Versus #01 : Le Projet Blair Witch vs. Blair Witch

 

Le cinéma d’horreur n’est pas le genre qui a la meilleure presse. La majorité des grosses sociétés de production ont compris que les films d’horreur étaient surtout vus par un groupe spécifique, à savoir les adolescents. Ceux qui aiment bien discuter et hurler durant les séances de cinéma.

Ça y est, à peine un paragraphe d’introduction que je passe déjà pour un vieux con du haut de mes 26 ans. Il est vrai que je fais exprès d’éviter des séances où il peut y avoir potentiellement beaucoup de monde quand il s’agit d’un film d’horreur. J’aime bien regarder mes films dans le calme. J’ai déjà assez d’adolescents qui hurlent dans ma cave après tout donc il y a le besoin de s’évader du quotidien quand on entre dans une salle de cinéma.

Je reste un fervent défenseur et un fan des films d’horreur. Le genre connaît depuis quelques années maintenant une véritable renaissance avec de petites pépites qui sortent ici et là quand on fait l’effort de chercher. Et dans ce premier numéro de ma nouvelle chronique Versus, je voulais aller encore un peu plus loin dans le cliché du « les films d’horreur c’est que de la merde de toute façon » en parlant de deux films qui appartiennent au sous-genre du “found footage”.

Pour ceux qui ne connaissent pas le terme, le found footage désigne ces films dont la particularité principale est qud’une grande partie du récit est filmée à la première personne.
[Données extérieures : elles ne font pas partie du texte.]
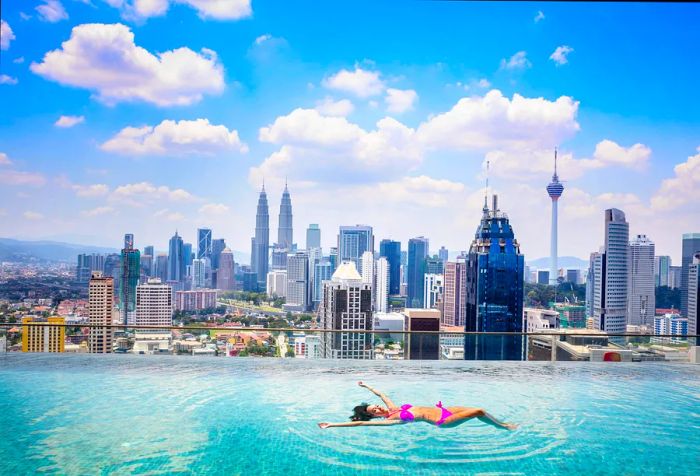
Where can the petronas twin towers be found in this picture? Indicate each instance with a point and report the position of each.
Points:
(260, 243)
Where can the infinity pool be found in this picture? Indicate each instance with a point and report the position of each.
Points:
(84, 414)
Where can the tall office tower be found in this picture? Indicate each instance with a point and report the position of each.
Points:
(691, 245)
(87, 263)
(554, 190)
(641, 294)
(217, 247)
(417, 253)
(594, 265)
(495, 270)
(261, 243)
(204, 243)
(346, 305)
(225, 276)
(41, 334)
(391, 250)
(694, 298)
(368, 267)
(455, 293)
(674, 277)
(100, 309)
(161, 267)
(199, 273)
(353, 241)
(381, 288)
(661, 270)
(313, 236)
(154, 304)
(277, 283)
(176, 259)
(443, 254)
(433, 287)
(285, 230)
(333, 258)
(298, 281)
(323, 270)
(129, 278)
(612, 274)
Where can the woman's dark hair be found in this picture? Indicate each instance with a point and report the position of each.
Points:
(360, 413)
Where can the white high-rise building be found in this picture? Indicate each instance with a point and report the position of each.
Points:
(368, 267)
(610, 300)
(641, 293)
(381, 289)
(554, 190)
(277, 283)
(100, 313)
(346, 306)
(154, 304)
(433, 287)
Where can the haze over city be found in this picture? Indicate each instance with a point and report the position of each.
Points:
(391, 127)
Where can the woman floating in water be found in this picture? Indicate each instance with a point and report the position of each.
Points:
(444, 417)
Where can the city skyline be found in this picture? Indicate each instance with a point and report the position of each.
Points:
(382, 129)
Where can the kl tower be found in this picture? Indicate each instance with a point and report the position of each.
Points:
(554, 189)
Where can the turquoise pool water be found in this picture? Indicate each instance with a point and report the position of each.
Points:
(83, 414)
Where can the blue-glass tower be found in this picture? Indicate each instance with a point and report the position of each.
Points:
(495, 269)
(391, 250)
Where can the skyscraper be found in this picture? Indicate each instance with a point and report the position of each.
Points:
(417, 253)
(129, 278)
(225, 277)
(353, 241)
(381, 288)
(298, 286)
(176, 259)
(691, 245)
(611, 275)
(555, 190)
(391, 250)
(346, 305)
(285, 229)
(261, 242)
(641, 295)
(455, 293)
(100, 308)
(494, 285)
(204, 243)
(313, 236)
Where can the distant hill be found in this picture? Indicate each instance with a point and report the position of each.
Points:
(568, 262)
(19, 250)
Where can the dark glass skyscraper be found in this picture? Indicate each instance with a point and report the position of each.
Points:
(495, 270)
(130, 271)
(391, 250)
(417, 252)
(261, 242)
(285, 232)
(203, 243)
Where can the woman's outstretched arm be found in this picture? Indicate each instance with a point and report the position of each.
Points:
(323, 426)
(387, 401)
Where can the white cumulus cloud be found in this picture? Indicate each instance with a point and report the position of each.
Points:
(197, 137)
(560, 55)
(517, 61)
(52, 11)
(6, 35)
(104, 58)
(400, 100)
(69, 121)
(360, 82)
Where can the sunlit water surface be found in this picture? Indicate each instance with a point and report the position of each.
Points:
(84, 414)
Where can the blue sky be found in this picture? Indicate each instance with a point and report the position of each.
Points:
(381, 113)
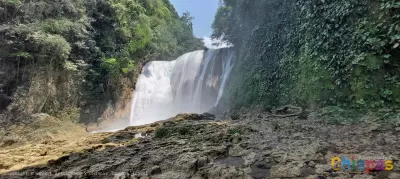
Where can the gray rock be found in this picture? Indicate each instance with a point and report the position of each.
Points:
(155, 170)
(394, 176)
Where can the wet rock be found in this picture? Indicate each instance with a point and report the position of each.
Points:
(363, 176)
(292, 169)
(155, 170)
(121, 175)
(394, 176)
(311, 164)
(250, 158)
(236, 151)
(320, 169)
(209, 115)
(202, 161)
(260, 170)
(231, 161)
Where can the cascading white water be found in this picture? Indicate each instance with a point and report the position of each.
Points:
(193, 83)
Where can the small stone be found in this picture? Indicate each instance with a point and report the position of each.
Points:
(363, 176)
(236, 138)
(43, 153)
(155, 170)
(394, 176)
(311, 164)
(202, 161)
(121, 175)
(236, 151)
(320, 169)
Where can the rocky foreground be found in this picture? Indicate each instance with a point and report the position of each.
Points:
(195, 146)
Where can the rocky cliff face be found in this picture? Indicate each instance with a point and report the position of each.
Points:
(195, 146)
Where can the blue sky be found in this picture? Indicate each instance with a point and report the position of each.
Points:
(202, 10)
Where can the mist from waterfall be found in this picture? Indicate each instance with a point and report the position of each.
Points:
(193, 83)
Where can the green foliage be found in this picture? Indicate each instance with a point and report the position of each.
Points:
(313, 53)
(335, 115)
(101, 42)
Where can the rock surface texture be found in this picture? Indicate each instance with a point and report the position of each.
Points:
(194, 146)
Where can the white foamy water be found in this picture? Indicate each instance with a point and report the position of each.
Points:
(193, 83)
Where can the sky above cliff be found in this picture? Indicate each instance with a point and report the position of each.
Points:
(203, 12)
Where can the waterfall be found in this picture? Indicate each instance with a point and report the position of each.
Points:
(193, 83)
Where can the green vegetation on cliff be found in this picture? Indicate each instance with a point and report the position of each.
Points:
(313, 53)
(62, 55)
Cela peut être directement pendant tout le film comme dans les célèbres Cloverfield ou [REC] par exemple avec des personnages tenant une caméra. Mais cela peut aussi passer par des personnages qui vont retrouver des cassettes vidéos et qui vont les jouer pendant une majorité du film. Un exemple très connu et controversé est le cultissime Cannibal Holocaust de Ruggero Deodato.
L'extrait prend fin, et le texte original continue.